The interim president also said the budget includes new investments. One is the addition of $1.5 million to the Presidential Scholars program, which will allow the expansion of the program to high-achieving students who have less-than-perfect scores on the ACT. Another is a $15 million investment in the Kristensen Rural Health Complex at UNK. Also, the budget includes $1.5 million for in-coming President Gold to invest in programs he selects.

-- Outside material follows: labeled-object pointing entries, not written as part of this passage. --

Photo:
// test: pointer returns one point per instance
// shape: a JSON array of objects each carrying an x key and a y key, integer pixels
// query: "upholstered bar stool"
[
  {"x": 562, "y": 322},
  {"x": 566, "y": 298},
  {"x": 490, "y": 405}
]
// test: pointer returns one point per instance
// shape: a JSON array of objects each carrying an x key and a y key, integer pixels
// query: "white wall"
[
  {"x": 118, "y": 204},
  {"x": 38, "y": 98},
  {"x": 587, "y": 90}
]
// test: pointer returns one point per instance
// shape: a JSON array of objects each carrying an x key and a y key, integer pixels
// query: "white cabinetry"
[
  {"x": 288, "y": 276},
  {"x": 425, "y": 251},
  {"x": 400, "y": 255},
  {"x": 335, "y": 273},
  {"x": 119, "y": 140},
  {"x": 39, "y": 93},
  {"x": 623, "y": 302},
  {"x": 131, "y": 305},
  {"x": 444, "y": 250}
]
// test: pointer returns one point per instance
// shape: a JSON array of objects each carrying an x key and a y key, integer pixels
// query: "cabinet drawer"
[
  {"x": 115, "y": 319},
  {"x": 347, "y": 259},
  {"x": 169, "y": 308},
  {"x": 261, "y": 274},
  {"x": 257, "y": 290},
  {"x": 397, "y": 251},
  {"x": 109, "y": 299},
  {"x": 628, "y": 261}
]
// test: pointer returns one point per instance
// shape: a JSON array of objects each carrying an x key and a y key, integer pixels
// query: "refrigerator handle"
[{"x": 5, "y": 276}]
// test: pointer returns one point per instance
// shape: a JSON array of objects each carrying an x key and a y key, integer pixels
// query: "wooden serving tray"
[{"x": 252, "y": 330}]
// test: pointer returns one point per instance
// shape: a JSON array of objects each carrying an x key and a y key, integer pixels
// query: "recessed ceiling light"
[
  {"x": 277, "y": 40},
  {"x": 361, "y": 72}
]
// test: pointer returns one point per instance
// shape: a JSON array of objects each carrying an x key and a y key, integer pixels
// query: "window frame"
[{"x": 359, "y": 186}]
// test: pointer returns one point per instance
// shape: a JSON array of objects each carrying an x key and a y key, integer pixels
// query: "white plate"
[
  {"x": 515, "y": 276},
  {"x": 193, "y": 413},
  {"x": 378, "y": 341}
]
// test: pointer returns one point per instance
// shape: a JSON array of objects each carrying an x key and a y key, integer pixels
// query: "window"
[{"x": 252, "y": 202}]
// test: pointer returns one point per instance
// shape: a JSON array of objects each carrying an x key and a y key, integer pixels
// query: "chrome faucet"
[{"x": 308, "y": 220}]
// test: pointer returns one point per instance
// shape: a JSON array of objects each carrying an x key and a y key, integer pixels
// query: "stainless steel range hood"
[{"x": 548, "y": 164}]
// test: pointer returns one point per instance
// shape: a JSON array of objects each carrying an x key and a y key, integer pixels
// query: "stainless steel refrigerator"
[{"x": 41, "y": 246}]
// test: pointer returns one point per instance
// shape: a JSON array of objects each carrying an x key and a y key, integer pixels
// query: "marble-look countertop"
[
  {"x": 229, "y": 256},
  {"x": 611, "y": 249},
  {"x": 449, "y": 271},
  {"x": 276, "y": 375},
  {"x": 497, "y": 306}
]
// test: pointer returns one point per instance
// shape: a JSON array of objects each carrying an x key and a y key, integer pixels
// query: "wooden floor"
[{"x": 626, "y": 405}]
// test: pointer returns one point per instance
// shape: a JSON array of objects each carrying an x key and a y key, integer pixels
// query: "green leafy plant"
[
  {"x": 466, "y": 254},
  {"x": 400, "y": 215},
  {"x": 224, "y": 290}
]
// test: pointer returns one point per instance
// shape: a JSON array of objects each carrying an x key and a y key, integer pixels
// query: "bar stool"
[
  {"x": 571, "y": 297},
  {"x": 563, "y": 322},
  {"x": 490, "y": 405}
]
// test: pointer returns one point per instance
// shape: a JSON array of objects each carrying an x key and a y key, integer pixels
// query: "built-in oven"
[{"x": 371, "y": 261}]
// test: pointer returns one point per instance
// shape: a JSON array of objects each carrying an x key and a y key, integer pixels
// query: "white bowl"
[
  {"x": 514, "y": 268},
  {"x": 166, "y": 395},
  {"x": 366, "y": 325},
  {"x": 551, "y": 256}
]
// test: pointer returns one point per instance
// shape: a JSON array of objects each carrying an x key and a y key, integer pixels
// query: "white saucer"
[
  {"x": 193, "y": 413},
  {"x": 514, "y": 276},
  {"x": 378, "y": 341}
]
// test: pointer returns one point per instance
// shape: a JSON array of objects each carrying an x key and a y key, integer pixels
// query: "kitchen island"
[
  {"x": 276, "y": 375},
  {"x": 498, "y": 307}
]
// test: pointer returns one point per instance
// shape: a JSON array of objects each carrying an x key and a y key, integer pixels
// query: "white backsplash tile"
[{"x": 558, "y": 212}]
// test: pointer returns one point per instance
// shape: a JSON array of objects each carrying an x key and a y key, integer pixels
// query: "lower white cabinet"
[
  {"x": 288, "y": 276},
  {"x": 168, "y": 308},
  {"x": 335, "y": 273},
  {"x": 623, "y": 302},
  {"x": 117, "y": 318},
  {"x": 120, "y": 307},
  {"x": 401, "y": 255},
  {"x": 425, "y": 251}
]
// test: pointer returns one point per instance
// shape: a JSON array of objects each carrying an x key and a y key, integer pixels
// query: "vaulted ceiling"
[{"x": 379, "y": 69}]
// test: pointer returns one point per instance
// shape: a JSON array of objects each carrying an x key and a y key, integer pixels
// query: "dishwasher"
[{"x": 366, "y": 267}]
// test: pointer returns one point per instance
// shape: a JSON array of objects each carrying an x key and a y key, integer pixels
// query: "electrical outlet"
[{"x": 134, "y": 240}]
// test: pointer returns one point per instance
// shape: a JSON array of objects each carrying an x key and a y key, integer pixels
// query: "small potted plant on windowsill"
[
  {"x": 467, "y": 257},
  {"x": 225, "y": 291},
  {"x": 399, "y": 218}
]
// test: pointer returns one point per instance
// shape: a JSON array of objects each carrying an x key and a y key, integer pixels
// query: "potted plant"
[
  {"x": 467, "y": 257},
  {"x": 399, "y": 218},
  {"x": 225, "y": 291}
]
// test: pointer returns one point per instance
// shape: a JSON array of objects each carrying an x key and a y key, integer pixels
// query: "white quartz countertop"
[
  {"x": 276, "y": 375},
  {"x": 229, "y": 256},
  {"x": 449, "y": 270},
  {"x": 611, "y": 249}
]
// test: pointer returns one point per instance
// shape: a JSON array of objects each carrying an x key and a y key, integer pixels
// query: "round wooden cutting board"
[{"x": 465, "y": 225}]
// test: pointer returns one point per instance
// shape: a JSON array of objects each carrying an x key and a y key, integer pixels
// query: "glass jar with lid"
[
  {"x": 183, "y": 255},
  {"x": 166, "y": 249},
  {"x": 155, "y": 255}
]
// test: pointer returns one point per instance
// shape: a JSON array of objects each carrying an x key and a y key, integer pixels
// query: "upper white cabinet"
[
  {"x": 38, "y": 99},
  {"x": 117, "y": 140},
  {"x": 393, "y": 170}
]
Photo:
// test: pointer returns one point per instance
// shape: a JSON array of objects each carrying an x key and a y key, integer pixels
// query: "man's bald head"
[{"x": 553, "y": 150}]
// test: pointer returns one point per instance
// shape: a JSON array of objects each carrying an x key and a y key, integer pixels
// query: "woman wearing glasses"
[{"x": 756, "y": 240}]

“We fully believe we can achieve our goals for AAU readmission, making UNO a premier metropolitan university, strengthening UNK’s role in rural Nebraska and maintaining our world-class medical center,” Kabourek said in introducing the budget proposal.

In addition to approving the operating budget, the regents approved increases in student program and facilities fees at each of the four campuses.

In other business, the regents approved the elimination of three UNL degree programs: the master of arts in mathematics, the master of science for teachers in mathematics and the master of laws degree in U.S. legal studies. The M.A. in math and the M.S. in teaching math duplicated other degree programs that are more popular. The master of laws program has had fewer that five students since 2014 and none at present.

The regents approved a new major at UNL: business analytics. The program will lead to a bachelor of science degree be administered by the department of supply-chain management. The program will require no new faculty or resources but is expected to draw international students.